I thought I should read something by Henry James, since I never have. His name often comes up in a short list of great novelists, or masters of the English language.
It's a very quiet novel. The main character being a young woman, Catherine, of apparently little character, who is suddenly courted by a charming handsome young man.
Set in the late 19th century, in 'Washington Square', an upper class elegant collection of homes, the book focuses on the relationships of Catherine with her father, and between Morris and Catherine.

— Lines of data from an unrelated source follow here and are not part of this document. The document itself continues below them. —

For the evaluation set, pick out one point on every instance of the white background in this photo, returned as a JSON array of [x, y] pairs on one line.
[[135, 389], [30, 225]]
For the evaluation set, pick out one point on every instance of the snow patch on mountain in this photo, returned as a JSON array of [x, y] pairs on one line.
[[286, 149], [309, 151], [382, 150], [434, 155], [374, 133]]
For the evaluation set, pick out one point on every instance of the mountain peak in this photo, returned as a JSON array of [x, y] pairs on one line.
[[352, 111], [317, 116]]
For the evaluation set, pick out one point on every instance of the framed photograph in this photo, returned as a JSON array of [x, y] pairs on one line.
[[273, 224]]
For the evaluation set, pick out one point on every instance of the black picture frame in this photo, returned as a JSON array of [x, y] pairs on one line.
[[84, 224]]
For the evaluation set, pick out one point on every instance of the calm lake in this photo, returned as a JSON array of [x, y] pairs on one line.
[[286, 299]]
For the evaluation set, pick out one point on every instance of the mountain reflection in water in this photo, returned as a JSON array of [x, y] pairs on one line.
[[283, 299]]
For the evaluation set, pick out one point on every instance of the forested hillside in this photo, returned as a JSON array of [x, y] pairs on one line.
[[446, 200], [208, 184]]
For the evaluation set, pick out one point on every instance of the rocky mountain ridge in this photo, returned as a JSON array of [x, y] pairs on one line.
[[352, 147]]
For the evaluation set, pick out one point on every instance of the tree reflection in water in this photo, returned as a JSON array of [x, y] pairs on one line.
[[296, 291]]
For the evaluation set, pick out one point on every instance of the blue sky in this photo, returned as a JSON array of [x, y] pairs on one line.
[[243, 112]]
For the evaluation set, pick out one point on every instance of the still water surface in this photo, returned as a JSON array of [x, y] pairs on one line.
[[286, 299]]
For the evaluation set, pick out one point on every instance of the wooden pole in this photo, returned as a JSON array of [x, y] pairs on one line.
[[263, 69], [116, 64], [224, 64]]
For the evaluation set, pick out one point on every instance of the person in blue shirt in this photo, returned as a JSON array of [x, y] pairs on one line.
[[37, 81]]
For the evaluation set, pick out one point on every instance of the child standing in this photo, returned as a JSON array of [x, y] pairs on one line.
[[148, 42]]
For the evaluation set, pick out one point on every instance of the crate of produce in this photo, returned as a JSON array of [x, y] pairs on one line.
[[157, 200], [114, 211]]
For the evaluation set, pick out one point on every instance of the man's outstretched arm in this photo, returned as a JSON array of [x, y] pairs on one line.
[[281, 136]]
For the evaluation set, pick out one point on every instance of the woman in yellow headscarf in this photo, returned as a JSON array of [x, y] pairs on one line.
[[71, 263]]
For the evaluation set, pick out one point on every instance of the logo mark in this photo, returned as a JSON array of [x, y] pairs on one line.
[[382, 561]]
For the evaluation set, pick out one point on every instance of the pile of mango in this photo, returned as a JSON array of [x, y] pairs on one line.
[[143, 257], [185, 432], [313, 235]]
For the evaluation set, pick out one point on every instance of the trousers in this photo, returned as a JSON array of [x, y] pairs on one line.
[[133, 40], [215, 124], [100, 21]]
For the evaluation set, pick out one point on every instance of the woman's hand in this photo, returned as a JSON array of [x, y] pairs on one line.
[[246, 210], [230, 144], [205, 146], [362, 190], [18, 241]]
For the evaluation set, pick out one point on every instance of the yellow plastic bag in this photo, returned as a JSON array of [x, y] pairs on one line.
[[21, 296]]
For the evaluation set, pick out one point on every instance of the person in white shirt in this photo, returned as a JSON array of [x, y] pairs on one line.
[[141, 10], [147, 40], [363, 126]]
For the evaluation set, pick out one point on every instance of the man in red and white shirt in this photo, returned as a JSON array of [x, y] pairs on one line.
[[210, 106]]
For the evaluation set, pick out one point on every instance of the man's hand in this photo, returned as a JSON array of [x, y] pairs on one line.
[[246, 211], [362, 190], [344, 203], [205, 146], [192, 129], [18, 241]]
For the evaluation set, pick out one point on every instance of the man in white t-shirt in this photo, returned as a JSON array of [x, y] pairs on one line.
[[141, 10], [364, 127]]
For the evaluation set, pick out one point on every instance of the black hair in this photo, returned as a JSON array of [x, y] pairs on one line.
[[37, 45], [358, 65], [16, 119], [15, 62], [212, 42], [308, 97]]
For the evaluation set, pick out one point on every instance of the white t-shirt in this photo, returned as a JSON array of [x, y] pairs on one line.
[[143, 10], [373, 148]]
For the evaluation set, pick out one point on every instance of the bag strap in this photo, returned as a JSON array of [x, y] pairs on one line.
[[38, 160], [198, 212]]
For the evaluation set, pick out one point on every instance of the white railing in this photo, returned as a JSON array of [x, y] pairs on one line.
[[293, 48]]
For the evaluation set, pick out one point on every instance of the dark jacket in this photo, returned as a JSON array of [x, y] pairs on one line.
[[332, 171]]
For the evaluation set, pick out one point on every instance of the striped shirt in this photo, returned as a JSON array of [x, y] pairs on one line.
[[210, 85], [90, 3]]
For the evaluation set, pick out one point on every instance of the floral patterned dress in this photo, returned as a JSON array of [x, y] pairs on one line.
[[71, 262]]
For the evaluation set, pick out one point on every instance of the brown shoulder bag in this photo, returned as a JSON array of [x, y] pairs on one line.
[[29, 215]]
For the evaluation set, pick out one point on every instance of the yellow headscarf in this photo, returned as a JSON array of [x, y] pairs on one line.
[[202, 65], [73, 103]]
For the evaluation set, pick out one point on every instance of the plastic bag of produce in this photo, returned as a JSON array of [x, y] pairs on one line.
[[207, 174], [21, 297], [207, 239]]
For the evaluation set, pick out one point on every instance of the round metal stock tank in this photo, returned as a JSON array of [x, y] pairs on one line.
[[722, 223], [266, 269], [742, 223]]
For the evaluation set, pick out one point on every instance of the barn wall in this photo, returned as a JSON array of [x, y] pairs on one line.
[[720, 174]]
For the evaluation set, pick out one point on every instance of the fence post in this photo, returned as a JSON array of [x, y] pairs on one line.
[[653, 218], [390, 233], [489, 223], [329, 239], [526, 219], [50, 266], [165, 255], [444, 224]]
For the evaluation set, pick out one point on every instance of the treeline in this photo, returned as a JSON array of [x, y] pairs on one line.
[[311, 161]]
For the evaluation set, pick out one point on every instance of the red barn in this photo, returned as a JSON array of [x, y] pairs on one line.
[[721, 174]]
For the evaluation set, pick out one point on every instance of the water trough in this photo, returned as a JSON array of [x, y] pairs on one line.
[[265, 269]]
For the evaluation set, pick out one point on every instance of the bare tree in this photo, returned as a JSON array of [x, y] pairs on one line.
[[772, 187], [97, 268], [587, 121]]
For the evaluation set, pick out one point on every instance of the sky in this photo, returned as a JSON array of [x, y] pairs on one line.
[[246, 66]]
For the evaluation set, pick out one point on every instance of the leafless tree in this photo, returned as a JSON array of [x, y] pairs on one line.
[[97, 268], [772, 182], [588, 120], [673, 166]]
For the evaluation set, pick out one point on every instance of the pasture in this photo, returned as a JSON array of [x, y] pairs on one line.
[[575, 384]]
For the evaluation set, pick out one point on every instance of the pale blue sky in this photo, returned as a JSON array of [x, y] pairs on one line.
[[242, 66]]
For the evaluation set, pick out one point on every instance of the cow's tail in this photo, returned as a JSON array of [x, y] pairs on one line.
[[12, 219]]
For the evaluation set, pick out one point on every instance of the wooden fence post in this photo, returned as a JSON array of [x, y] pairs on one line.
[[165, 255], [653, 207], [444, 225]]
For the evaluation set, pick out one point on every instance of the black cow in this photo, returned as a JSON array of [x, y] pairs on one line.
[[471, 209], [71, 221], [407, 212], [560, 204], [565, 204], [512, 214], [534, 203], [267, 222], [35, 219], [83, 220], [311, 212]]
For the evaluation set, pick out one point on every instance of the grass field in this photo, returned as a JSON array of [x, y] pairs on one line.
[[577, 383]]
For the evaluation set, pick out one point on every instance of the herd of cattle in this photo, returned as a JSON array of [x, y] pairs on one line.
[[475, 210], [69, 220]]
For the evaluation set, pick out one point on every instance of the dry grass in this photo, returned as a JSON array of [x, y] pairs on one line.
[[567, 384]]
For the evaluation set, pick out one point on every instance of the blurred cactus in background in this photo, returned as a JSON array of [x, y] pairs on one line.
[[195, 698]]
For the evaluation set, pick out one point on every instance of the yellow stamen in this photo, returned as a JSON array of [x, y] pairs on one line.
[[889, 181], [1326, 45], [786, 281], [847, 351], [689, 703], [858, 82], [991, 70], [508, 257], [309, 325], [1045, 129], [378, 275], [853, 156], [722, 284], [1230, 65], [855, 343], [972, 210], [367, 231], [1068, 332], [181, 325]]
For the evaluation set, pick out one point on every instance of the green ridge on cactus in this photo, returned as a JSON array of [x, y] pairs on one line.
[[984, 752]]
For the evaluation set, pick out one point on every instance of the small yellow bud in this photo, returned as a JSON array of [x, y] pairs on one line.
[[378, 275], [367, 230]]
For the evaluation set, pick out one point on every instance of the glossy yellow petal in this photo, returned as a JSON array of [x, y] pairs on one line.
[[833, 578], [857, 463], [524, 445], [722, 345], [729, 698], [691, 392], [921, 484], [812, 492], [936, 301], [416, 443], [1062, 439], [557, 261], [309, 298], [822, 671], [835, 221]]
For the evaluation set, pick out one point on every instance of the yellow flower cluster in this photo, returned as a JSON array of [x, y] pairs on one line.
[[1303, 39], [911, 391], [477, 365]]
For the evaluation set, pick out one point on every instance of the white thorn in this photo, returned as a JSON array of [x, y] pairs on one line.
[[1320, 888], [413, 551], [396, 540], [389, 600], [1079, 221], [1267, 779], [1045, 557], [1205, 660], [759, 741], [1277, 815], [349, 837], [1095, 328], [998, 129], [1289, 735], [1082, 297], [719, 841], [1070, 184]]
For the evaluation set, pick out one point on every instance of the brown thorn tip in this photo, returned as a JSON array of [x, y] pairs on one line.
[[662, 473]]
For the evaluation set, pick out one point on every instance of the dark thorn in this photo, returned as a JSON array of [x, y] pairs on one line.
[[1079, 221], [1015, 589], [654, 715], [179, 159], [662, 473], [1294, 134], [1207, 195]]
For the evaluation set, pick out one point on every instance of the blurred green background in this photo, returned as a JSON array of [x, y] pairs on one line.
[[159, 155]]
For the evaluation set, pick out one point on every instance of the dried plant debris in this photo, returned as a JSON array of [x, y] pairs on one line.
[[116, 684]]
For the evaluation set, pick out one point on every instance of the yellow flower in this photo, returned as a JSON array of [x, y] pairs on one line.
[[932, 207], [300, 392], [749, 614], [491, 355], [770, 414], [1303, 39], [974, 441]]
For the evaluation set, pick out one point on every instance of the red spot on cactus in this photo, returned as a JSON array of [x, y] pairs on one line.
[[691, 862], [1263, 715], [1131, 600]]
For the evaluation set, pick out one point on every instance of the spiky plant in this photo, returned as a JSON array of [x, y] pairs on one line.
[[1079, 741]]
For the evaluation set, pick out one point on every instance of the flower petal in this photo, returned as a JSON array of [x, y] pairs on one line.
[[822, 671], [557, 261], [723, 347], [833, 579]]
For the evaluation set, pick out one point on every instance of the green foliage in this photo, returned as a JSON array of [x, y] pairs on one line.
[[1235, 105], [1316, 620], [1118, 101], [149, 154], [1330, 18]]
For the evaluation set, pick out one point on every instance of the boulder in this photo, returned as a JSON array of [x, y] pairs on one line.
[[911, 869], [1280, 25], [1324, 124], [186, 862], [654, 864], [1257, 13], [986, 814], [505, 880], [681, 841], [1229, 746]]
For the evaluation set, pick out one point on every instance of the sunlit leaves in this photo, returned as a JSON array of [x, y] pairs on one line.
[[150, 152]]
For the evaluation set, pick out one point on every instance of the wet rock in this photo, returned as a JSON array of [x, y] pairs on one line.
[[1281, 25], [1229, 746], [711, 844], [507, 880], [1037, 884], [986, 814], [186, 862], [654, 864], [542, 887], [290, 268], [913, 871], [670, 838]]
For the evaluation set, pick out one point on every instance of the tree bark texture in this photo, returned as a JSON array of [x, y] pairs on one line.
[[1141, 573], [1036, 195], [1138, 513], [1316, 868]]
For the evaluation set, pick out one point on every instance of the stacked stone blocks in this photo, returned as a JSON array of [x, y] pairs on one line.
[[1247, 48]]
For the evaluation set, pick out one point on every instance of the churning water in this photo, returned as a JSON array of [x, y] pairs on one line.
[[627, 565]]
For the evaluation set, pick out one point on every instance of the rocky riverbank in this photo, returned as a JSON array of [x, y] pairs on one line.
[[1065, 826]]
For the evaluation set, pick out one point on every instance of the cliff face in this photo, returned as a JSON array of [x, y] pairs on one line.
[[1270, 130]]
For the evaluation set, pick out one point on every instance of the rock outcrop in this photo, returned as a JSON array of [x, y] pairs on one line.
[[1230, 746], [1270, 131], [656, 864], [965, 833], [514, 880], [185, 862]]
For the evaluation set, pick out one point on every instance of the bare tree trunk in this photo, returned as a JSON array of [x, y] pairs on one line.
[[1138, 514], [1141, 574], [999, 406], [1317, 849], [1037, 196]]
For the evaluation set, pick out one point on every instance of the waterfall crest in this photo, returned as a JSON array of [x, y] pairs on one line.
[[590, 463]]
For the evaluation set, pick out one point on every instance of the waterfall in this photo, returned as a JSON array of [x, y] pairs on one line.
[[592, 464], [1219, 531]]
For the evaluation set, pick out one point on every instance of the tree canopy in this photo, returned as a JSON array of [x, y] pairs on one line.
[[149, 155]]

I enjoyed, if that's the right word, the subtle intensity of these relationships. So much goes unsaid between father and daughter, and yet all her life she suspects he doesn't love her, and all his life he tries to hide that that he doesn't.
In steering her away from Morris, who turns out to have squandered a fortune already, he is protecting her from possiblly being taken for a ride and left penniless, but at the same time he is taking from her perhaps the one hope of happiness she ever had. Brought up to expect nothing, to sit in her parlour with her Aunt and listen to the gossip, I can't help thinking a marriage to Morris, however brief and eventually disastrous, would be at least some kind of life.
Catherine's father, who has suffered the death of his beautiful wife, has everything on the surface; wealth, success, a life in the fashionable upper class circles of New York. Yet he comes across as a bitter tragic and vindictive figure.
This novel, which he himself was apparently not fond of, is an enjoyable enough if somewhat depressing story. The characters and the sheer quality of the writing make it worthwhile.